Behold the contrast. Harmony, consensus, respect for authority and for the views of elders: for thousands of years, this set of attitudes, Confucian for short (but a lot that was conventional before his time gets blamed on Confucius), has ruled the behavior of individual Chinese. At issue today is the power of a hierarchy based first on seniority and next on connections.
Such a hierarchy is said still to govern much of the teaching of science in China; it lurks in laboratory relations. Most notoriously, it led to the misidentification in 2003 of the cause of the epidemic of severe acute respiratory syndrome, SARS. The first cases showed up in southern China late in 2002; the disease spread to Beijing and other cities and threatened to go global. In February 2003, a senior scientist in Beijing announced that he had found the cause, the bacterium Chlamydia. A junior in his laboratory knew that this was mistaken, for he had isolated the true cause. Out of respect, or fear, he said nothing.

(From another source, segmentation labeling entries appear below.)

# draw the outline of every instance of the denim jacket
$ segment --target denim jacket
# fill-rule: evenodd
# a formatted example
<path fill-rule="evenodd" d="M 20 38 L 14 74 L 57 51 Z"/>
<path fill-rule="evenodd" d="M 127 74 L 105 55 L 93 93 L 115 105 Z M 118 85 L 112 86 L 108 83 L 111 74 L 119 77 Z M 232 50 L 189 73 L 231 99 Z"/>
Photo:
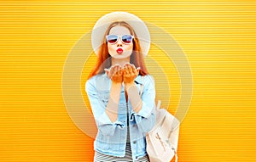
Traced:
<path fill-rule="evenodd" d="M 130 142 L 133 161 L 147 154 L 146 133 L 149 131 L 155 121 L 155 88 L 154 78 L 149 75 L 138 75 L 135 84 L 140 92 L 143 106 L 138 113 L 133 111 L 130 101 L 126 103 L 124 86 L 122 85 L 118 107 L 118 119 L 112 122 L 105 109 L 109 98 L 111 80 L 106 73 L 95 75 L 86 81 L 87 92 L 93 115 L 98 128 L 94 142 L 94 149 L 99 153 L 124 157 L 127 139 L 127 106 L 129 109 Z M 129 135 L 128 135 L 129 136 Z"/>

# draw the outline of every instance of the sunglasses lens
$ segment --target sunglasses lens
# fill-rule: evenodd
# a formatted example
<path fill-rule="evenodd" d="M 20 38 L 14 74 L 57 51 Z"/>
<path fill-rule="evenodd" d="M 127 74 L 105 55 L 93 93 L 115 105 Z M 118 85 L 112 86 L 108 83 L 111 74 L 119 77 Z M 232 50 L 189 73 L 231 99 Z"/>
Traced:
<path fill-rule="evenodd" d="M 118 36 L 114 35 L 109 35 L 108 36 L 107 40 L 109 43 L 115 43 L 118 40 Z"/>
<path fill-rule="evenodd" d="M 125 43 L 131 43 L 132 41 L 132 36 L 129 35 L 125 35 L 122 36 L 122 41 Z"/>

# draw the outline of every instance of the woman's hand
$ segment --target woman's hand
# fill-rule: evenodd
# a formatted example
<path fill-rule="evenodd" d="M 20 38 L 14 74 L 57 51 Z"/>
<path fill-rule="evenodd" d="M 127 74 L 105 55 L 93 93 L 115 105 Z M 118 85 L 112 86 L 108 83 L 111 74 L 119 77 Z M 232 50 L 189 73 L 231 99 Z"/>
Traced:
<path fill-rule="evenodd" d="M 123 82 L 123 70 L 119 64 L 114 64 L 109 70 L 104 69 L 104 70 L 113 83 Z"/>
<path fill-rule="evenodd" d="M 123 67 L 123 80 L 125 84 L 134 84 L 135 78 L 139 74 L 140 68 L 135 68 L 134 64 L 126 63 Z"/>

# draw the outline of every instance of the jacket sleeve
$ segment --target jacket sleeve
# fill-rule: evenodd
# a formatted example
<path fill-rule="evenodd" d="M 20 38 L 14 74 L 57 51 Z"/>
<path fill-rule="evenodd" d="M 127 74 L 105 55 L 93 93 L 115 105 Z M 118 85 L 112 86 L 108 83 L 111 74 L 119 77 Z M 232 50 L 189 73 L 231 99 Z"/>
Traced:
<path fill-rule="evenodd" d="M 155 88 L 154 81 L 151 75 L 143 76 L 143 92 L 142 94 L 142 109 L 138 113 L 131 111 L 130 120 L 135 120 L 139 131 L 146 134 L 155 122 Z"/>
<path fill-rule="evenodd" d="M 97 126 L 97 128 L 104 136 L 113 136 L 117 127 L 123 129 L 124 123 L 116 120 L 112 122 L 106 114 L 106 105 L 101 101 L 96 89 L 95 81 L 93 79 L 88 80 L 85 84 L 85 91 L 87 92 L 93 115 Z"/>

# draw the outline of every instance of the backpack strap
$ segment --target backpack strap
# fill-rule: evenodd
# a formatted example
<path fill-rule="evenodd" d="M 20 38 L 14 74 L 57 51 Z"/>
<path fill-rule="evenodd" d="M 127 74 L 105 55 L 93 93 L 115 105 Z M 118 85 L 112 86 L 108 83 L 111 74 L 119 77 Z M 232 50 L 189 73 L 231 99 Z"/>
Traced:
<path fill-rule="evenodd" d="M 140 97 L 142 98 L 142 95 L 143 95 L 143 80 L 144 80 L 144 76 L 142 76 L 142 84 L 141 85 L 141 87 L 140 87 L 140 92 L 139 92 L 139 95 Z"/>

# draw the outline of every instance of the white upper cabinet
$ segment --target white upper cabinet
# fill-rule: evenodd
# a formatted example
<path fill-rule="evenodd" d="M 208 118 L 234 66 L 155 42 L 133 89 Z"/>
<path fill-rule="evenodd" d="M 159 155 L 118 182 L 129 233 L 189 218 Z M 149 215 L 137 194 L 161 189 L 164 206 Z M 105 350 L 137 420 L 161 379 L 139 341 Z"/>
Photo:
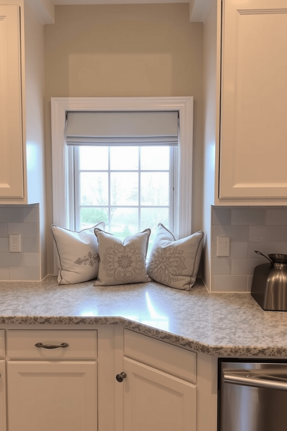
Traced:
<path fill-rule="evenodd" d="M 218 203 L 286 203 L 287 2 L 225 0 L 222 25 Z"/>
<path fill-rule="evenodd" d="M 0 204 L 43 203 L 43 26 L 23 0 L 0 0 Z"/>
<path fill-rule="evenodd" d="M 24 197 L 20 7 L 0 6 L 0 196 Z"/>

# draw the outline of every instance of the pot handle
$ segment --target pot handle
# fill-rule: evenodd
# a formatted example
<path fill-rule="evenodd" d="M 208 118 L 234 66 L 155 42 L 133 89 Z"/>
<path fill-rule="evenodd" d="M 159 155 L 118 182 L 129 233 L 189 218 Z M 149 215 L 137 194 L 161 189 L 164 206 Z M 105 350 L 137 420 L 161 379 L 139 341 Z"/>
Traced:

This is an extreme but not an isolated example. I was warned of the problem repeatedly. Gerald Lazarus is dean emeritus of the medical school of the University of California, Davis, and now a professor at the Johns Hopkins medical school. His wife, Audrey Jakubowski, is a chemist. They lived in Beijing for three years, 1999 to 2001. He was a visiting professor at Peking Union Medical College and Hospital.
For much of that time, she worked with an English-language scientific journal, the Chinese Medical Journal, trying to improve the English of the papers it published and to establish standards for review of manuscripts. Lazarus spoke of intellectual rigidities he encountered among faculty and students, caused, he thought, by deference to the views of elder colleagues. Jakubowski was more specific. The seniority system – she called it Confucian – could be crippling to peer review, she said, for to turn down a paper submitted by a senior person would be an act of disrespect.